Stefano Rodotà ha commentato al riguardo: “Si può ragionevolmente dubitare che, vista la formulazione dell’emendamento sul nucleare, questo sia avvenuto”. Insomma la situazione è confusa, non è affatto detto che gli elettori sulla scheda di giugno non trovino anche il nucleare. Ma certo questa cortina fumogena punta a confondere le idee, distrarre la discussione e disincentivare il voto. Non è detto però che non ottenga l’effetto contrario: intanto infatti di referendum così se ne parla, gli italiani vengono informati.
Stessa manovra per il referendum sulla privatizzazione dell’acqua
Sistemato in questo modo il nucleare (così sperano!), il governo pare sia ora passato ad occuparsi con le stesse intenzioni anche del referendum contro la privatizzazione dell’acqua, altro argomentino che i sondaggisti indicano come “amato dagli italiani” (che difatti hanno firmato per la richiesta di questo referendum più che per qualunque altra proposta di referendum della storia repubblicana). Sia il ministro Romani che il sottosegretario Saglia hanno annunciato un decreto-legge teso a far decadere anche questo referendum. Staremo a vedere (vedi sopra: Corte di Cassazione, ecc.).
Non è solo il governo a mestare nel torbido
Se le manovre del governo dovessero andare davvero in porto, per giugno rimarrebbe in pista il solo referendum sul “legittimo impedimento”, sul quale il governo spera ci sia meno interesse. E siccome riguarda una delle famose leggi “ad personam” che sembra siano l’unico reale interesse politico di Berlusconi, si guarda a lui con sospetto, come vero mandante dei tentativi di azzoppamento dei referendum più popolari (così, caduto l’interesse per i temi maggiori, quello che lo riguarda avrebbe meno possibilità di fare il quorum).
Ma, anche se il calcolo di B. è senz’altro questo, dietro all’operazione non c’è solo lui e i suoi piccoli interessi di bottega. Intorno ai referendum sul nucleare e sulla privatizzazione dell’acqua è davvero in corso uno scontro “epocale”, in grado di disegnare il volto dell’Italia dei prossimi anni, di far passare una enorme massa di denaro dalle tasche dei cittadini a quelle dei boss della finanza, espropriandoci di un ambiente vivibile e di un bene comune essenziale come l’acqua.

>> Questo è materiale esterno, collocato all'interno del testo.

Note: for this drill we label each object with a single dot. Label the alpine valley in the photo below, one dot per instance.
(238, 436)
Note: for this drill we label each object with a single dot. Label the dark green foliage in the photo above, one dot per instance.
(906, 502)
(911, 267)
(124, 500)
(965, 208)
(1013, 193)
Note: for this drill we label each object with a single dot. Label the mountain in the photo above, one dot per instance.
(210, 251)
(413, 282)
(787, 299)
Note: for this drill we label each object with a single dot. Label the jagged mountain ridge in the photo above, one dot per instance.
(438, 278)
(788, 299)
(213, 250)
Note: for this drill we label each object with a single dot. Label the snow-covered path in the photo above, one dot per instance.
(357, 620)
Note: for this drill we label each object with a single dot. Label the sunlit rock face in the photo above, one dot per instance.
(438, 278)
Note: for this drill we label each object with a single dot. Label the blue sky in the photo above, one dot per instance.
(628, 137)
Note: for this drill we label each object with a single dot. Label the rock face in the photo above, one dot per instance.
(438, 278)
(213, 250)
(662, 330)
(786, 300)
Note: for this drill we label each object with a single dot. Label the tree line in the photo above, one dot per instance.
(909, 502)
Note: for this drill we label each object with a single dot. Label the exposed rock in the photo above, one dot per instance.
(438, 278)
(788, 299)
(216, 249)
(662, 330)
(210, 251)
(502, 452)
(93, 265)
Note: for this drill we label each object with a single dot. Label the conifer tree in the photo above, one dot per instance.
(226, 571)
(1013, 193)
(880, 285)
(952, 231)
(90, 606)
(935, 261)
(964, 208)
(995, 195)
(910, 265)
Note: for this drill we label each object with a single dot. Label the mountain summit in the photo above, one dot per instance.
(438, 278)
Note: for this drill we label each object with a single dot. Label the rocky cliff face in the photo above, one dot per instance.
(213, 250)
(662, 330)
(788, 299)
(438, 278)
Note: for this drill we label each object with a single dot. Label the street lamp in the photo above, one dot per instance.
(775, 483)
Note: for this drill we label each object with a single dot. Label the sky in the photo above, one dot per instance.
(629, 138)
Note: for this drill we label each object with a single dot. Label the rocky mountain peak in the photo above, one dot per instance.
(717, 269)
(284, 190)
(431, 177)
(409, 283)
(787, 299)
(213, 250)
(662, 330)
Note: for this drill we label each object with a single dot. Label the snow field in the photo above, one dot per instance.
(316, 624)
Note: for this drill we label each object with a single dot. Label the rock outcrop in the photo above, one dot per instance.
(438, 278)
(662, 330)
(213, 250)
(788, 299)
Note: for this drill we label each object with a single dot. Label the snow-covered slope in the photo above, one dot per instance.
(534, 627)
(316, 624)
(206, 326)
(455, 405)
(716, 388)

Per rendersene conto bastava leggere l’articolo di Roberto Mania su Repubblica del 21 aprile, intitolato “Marcegaglia e grandi imprese: quell’asse con la maggioranza che sta rubando i referendum”. Riferisce di un incontro a porte chiuse della Confindustria, al quale - secondo alcuni dei partecipanti - la presidente Marcegaglia avrebbe spiegato: “Abbiamo chiesto noi lo stop al nucleare. Era l’unico modo per impedire il referendum. I sondaggi davano per scontato il raggiungimento del quorum e con la prevedibile vittoria dei sì, sull’emozione del dopo Fukushima, il capitolo nucleare l’avremmo chiuso per sempre. E, ancor più grave, avremmo chiuso per sempre la liberalizzazione dell’acqua. L’unica prevista da questo governo”.
Chiaro no? Il giornalista di Repubblica commenta: “Una torta di oltre 64 miliardi nell’arco dei prossimi trent’anni, al quale guardano i costruttori ma non solo”.